Aktualizacja: 09.02.2010 15:08 Publikacja: 09.02.2010 10:50

Ziemia zatrzęsła się przez kopalnię

Foto: Fotorzepa, Rafał Guz

– Do wstrząsu doszło na głębokości ok. 700 m, na szczęście był to moment wymiany załóg i nikomu nic się nie stało – powiedział „Rzeczpospolitej” Zbigniew Madej, rzecznik Kompanii Węglowej w skład której wchodzi kopalnia Piast. – Ściana została zatrzymana, czekamy na oględziny specjalnej komisji.

– Na uciążliwość tej kopalni została złożona już wcześniej skarga, która będzie teraz rozpatrywana przez okręgowy urząd górniczy – mówi Jolanta Talarczyk, rzeczniczka Wyższego Urzędu Górniczego.

— Nie ma kopalni, która by nie oddziaływała na powierzchnię. Pytanie, w jakim zakresie – odpowiada Madej. I dodaje, że dopiero na podstawie badań sejsmograficznych zostanie określona dokładna siła wstrząsów na Piaście.

[srodtytul]Trzęsie w całej Polsce[/srodtytul]

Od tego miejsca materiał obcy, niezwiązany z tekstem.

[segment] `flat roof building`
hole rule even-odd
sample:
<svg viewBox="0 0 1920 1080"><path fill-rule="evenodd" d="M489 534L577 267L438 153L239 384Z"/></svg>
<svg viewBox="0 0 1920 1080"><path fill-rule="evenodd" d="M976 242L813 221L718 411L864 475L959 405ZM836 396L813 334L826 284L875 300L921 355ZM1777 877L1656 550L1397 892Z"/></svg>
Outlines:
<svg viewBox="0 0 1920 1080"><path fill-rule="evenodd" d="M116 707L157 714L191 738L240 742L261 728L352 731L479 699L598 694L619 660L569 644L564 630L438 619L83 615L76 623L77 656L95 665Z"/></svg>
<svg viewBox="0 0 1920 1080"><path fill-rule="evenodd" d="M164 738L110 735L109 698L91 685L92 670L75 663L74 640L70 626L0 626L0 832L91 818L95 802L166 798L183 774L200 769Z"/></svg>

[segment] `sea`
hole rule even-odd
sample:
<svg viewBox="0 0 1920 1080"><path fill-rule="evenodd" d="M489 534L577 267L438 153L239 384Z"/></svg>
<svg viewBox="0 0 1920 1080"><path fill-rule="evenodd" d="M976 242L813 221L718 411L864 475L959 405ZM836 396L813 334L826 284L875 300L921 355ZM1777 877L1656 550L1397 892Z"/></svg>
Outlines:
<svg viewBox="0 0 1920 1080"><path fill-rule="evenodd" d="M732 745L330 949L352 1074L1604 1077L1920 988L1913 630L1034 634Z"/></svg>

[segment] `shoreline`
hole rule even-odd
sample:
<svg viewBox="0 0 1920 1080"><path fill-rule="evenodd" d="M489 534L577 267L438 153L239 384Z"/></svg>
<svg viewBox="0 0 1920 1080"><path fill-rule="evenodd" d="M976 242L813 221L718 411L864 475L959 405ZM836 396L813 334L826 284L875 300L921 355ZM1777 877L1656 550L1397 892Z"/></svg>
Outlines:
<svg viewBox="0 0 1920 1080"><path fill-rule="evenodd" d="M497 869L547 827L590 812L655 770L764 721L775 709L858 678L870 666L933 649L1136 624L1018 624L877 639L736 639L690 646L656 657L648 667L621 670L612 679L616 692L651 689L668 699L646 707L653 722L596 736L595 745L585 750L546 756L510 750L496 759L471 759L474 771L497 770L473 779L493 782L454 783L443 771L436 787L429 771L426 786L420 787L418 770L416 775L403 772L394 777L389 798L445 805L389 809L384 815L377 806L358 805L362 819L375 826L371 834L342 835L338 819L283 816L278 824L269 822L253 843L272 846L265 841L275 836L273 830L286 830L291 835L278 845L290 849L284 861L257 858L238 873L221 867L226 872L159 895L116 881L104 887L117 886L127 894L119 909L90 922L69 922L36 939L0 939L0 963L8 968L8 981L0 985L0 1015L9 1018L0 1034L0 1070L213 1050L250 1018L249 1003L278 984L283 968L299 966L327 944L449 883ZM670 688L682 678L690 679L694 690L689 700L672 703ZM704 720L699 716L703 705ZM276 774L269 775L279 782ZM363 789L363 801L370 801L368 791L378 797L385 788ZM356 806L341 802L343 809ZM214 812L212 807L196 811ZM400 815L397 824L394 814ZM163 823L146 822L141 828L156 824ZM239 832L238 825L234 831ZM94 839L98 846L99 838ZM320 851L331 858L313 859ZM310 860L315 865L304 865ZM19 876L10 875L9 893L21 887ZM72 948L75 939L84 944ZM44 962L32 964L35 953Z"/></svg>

Seria wstrząsów zaczęła się w Bełchatowie. Tam pod koniec stycznia eksploatacja odkrywki węgla brunatnego w należącej do PGE kopalni spowodowała wstrząsy o sile ponad 4 stopni w skali Richtera. Ostatnia seria wstrząsów to zupełnie inne rejony. W czwartek i piątek zatrzęsło w okolicach kopalni Bobrek-Centrum (podobnie jak Piast wchodzi ona w skład Kompanii Węglowej). W piątek silniej. Ścianę wyłączono z eksploatacji.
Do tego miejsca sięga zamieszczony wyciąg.